One of the market’s largest growth stocks will test the market’s appetite for high valuation. Several key financial institutions will provide an update on the health of the U.S. consumer. And the world’s most valuable company will try to break a long-running curse. Next week’s earnings probably can’t break the rally on their own — but we’ll get some clues as to whether investors are getting ready to take profits.
JPMorgan Chase (JPM)
Earnings Report Date: Tuesday, July 16, before market open
JPMorgan Chase (NYSE:JPM) isn’t the first big bank to report second quarter earnings. That honor goes to Citigroup (NYSE:C), who reports on Monday morning. They’ll be joined by other financial giants: Wells Fargo (NYSE:WFC) and Goldman Sachs (NYSE:GS) on Tuesday and followed by Bank of America (NYSE:BAC) on Wednesday and Morgan Stanley (NYSE:MS) on Thursday.

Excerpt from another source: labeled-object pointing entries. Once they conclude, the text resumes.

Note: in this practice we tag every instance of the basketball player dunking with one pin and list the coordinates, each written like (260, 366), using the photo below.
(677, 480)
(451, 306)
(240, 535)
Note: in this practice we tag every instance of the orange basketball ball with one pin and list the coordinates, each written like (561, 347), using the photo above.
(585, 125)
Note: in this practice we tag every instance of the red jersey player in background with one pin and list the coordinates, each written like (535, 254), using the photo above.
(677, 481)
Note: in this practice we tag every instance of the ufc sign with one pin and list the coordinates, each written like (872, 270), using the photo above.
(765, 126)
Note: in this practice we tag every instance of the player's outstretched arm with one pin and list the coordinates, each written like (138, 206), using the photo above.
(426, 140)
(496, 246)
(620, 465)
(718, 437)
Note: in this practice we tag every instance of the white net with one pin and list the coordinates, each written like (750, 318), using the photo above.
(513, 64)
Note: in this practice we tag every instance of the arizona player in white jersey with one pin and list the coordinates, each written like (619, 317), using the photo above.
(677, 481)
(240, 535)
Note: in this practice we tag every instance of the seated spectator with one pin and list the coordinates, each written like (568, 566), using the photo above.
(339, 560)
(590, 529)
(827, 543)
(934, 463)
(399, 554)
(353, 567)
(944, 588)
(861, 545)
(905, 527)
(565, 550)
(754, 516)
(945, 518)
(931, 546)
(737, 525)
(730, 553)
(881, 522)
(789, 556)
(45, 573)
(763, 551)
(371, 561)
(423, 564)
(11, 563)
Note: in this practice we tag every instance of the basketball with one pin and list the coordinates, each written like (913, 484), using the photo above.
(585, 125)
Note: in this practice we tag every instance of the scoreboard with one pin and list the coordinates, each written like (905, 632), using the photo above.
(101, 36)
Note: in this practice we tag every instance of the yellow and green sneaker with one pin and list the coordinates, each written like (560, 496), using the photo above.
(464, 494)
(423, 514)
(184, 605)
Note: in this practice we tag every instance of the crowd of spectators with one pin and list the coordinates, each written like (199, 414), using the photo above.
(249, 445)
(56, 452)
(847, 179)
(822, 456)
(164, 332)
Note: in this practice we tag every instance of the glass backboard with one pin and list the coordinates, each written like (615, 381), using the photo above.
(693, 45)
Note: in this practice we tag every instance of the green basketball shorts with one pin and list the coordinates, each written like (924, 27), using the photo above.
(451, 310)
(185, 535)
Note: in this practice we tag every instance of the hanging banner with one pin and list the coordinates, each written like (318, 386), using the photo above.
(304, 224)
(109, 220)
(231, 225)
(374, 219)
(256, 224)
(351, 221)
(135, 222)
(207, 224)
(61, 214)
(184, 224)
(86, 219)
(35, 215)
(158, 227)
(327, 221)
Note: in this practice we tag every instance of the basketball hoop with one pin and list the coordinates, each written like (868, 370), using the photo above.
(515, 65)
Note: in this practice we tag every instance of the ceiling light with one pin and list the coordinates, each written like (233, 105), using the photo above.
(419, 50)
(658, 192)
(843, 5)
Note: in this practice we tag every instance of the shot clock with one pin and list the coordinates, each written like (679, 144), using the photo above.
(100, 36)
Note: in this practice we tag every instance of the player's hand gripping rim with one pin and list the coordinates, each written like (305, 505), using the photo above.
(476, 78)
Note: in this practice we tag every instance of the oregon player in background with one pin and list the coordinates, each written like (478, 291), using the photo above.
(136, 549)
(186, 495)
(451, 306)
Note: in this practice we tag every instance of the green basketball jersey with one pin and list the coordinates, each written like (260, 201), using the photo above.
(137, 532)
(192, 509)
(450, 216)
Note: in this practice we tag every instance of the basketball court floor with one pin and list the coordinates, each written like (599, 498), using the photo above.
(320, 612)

Of that group, JPMorgan Chase earnings might be the most interesting to investors who don’t own JPM stock. That bank probably is executing the best out of any of the U.S. majors (though BofA is likely a close second). It’s posted several huge earnings beats in recent quarters — yet that’s done little for JPM stock. Indeed, shares have traded pretty much sideways since the beginning of 2018 (and the same is true for BAC and C).

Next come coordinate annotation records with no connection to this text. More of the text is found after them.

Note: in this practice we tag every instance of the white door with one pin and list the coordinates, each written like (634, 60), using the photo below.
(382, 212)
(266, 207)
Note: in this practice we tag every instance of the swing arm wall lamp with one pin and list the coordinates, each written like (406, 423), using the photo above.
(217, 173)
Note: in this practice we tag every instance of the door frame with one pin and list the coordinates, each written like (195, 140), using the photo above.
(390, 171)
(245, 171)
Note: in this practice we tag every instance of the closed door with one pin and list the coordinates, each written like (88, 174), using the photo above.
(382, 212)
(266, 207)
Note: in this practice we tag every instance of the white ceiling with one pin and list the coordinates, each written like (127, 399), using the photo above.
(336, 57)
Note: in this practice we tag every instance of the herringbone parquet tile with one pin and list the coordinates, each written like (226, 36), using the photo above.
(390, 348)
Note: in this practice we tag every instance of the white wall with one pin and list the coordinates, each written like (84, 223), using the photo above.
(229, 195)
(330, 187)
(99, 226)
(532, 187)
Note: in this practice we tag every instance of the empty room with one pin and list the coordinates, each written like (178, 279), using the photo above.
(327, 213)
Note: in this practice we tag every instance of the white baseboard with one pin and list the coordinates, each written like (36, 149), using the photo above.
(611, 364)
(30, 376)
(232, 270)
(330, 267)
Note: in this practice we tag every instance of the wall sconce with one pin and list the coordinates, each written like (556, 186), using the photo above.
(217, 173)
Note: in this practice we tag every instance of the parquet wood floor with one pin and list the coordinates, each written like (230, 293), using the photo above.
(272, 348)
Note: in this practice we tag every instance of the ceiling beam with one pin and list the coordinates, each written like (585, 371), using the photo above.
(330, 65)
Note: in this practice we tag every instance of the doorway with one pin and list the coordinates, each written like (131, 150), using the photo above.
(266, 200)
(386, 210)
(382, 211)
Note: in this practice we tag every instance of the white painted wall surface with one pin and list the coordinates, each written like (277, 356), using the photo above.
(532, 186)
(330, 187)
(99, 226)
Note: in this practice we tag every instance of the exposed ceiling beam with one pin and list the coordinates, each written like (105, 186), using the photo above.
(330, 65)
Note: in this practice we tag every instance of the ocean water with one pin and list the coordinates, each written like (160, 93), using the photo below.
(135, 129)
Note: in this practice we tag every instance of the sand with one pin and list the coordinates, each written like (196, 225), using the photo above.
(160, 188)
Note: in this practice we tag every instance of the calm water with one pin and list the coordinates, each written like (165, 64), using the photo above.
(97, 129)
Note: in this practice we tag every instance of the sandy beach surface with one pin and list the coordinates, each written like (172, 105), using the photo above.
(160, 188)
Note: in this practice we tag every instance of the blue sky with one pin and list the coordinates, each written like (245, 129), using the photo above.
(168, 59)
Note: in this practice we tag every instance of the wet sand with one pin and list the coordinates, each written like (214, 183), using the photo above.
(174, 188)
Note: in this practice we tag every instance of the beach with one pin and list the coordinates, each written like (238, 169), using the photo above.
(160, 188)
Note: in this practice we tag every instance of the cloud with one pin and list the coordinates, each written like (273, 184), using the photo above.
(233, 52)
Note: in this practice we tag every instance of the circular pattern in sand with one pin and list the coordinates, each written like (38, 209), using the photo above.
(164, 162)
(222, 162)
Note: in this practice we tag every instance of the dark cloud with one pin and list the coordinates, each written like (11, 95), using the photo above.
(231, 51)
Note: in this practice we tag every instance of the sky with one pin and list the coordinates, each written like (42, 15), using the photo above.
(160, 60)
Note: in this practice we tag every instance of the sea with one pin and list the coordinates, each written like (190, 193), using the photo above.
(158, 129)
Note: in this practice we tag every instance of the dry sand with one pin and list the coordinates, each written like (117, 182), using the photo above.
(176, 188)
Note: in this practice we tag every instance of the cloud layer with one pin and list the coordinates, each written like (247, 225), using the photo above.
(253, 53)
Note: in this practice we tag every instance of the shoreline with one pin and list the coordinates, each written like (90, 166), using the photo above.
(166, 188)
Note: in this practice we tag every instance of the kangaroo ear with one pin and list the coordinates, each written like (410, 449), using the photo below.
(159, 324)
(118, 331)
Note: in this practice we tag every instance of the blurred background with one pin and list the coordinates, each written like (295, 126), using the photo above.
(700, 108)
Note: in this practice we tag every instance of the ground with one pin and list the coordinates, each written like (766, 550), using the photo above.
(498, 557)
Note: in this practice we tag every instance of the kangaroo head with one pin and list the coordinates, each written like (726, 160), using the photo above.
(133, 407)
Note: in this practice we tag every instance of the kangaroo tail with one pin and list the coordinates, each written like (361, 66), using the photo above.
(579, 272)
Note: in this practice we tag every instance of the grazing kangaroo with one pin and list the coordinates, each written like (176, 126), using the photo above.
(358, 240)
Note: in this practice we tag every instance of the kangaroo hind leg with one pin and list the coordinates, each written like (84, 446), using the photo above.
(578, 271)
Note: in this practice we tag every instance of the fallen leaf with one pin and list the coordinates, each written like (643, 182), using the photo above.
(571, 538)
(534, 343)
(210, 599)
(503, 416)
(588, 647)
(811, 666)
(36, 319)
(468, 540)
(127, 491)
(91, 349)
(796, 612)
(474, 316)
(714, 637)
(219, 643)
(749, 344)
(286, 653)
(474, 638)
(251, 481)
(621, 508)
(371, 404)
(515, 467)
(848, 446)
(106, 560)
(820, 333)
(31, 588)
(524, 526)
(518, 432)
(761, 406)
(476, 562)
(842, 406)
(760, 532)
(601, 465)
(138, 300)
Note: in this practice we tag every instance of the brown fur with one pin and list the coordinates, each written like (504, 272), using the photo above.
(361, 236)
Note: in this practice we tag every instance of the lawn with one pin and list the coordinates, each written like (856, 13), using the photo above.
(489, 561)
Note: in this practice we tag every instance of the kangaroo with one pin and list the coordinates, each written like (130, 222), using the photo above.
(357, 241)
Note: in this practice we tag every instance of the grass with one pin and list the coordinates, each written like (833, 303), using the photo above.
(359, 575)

So there’s two key questions here. Is the economic backdrop still as positive for JPMorgan Chase as it’s been for the past 2-3 years? And if so, will investors finally give JPM, and other bank stocks, some credit? Over the past 20 months, most banks have grown earnings — and investors simply have compressed their earnings multiples. For the group to break out, that has to change – and JPMorgan Chase earnings likely will give the best read as to whether that might actually happen.
Earnings Report Date: Wednesday, July 17, after market close
As I wrote this week, second-quarter earnings look hugely important for Netflix (NASDAQ:NFLX). NFLX stock is trying to break through resistance. Guidance for the quarter disappointed; investors will be looking for better-than-expected numbers, particularly on the subscriber front. And Disney (NYSE:DIS) and AT&T (NYSE:T) are launching their own streaming services.

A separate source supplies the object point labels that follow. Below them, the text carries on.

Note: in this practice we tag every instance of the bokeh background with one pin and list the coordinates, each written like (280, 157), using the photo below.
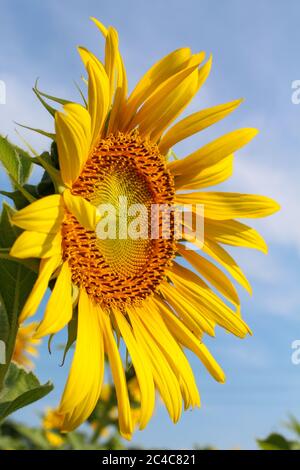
(255, 47)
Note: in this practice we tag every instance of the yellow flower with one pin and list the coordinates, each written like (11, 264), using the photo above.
(51, 425)
(119, 146)
(26, 345)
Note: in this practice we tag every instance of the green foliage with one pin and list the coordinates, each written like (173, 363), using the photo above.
(16, 162)
(18, 388)
(16, 282)
(21, 388)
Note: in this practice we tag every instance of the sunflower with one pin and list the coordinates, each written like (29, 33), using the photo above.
(26, 345)
(138, 292)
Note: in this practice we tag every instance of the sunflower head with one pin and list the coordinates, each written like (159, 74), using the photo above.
(123, 282)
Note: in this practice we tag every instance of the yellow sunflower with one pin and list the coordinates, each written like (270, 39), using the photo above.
(115, 146)
(26, 345)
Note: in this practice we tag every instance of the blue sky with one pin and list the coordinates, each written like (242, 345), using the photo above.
(255, 55)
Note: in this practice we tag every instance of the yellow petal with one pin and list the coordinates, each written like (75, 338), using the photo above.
(195, 123)
(59, 308)
(189, 284)
(212, 153)
(142, 369)
(36, 245)
(222, 206)
(73, 136)
(217, 252)
(215, 276)
(164, 377)
(44, 215)
(186, 96)
(99, 98)
(190, 315)
(187, 339)
(160, 333)
(209, 176)
(119, 104)
(84, 211)
(125, 419)
(232, 232)
(154, 77)
(101, 26)
(47, 268)
(111, 57)
(84, 383)
(164, 105)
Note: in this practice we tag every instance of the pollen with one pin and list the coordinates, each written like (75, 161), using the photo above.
(122, 270)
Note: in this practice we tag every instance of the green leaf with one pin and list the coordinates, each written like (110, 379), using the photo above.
(16, 282)
(275, 442)
(16, 161)
(18, 197)
(20, 389)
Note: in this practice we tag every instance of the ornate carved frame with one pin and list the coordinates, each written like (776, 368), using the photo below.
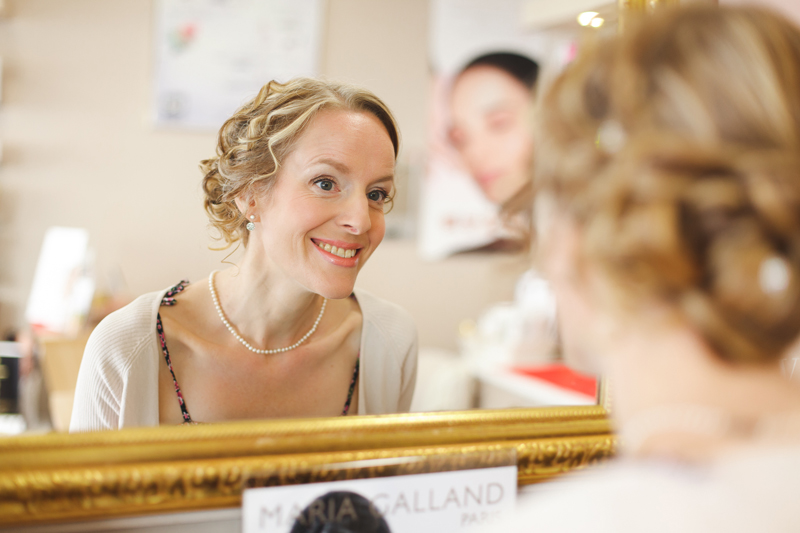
(58, 477)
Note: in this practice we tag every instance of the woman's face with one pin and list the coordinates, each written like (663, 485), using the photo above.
(489, 110)
(324, 216)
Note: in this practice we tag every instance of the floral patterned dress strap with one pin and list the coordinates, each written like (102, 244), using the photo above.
(352, 387)
(169, 300)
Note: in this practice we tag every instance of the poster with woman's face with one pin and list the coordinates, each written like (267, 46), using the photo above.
(486, 71)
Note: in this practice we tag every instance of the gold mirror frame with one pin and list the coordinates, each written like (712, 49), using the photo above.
(58, 477)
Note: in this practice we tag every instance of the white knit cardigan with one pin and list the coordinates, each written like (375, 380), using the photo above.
(118, 379)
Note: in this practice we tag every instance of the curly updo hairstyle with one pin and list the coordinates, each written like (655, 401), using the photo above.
(260, 134)
(676, 149)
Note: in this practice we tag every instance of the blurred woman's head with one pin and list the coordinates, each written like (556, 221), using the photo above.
(670, 157)
(489, 109)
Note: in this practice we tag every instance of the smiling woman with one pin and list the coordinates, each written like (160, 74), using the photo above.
(302, 178)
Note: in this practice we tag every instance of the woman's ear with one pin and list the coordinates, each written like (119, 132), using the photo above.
(246, 203)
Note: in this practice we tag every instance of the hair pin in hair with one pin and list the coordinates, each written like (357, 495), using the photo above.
(773, 275)
(611, 136)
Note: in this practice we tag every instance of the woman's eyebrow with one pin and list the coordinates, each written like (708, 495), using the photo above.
(385, 178)
(338, 165)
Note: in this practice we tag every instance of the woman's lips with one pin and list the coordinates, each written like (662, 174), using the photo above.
(338, 252)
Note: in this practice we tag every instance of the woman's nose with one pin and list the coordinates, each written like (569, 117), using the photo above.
(356, 216)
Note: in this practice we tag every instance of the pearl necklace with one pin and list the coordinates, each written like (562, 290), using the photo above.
(247, 344)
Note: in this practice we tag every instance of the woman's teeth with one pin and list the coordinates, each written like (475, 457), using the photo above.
(341, 252)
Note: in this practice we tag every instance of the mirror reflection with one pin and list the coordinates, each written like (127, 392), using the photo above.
(102, 203)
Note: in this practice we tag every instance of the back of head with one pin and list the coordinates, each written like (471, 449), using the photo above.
(259, 135)
(676, 147)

But Netflix earnings also are important for the market as a whole. NFLX stock, after all, in many ways is an argument about valuation. In a market where valuations are at historic highs, it will be interesting to see how investors react to even a strong quarter. If Netflix does outperform guidance, and NFLX stock drops anyway, it could be a sign that, finally, valuation is starting to matter. After the last few months, however, that likely would be a surprise.
Earnings Report Date: Thursday, July 18, after market close
Earnings from Microsoft (NASDAQ:MSFT) will be important too, if for different reasons. From a simplistic standpoint, Microsoft is the market’s most valuable company at the moment. Its trading on Friday will literally move markets, including the Dow Jones Industrial Average.
But Microsoft stock, like Netflix, is interesting from a valuation standpoint, if in a different way. The question for NFLX is what investors are willing to pay for growth. The question with a stock like MSFT is what those same investors will pay for quality. Can the earnings multiple assigned MSFT stock keep moving higher? If it can, the same may be true for the rest of the market — and that would mean that the big rally so far this year can last through earnings season, and beyond.
As of this writing, Vince Martin has no positions in any securities mentioned.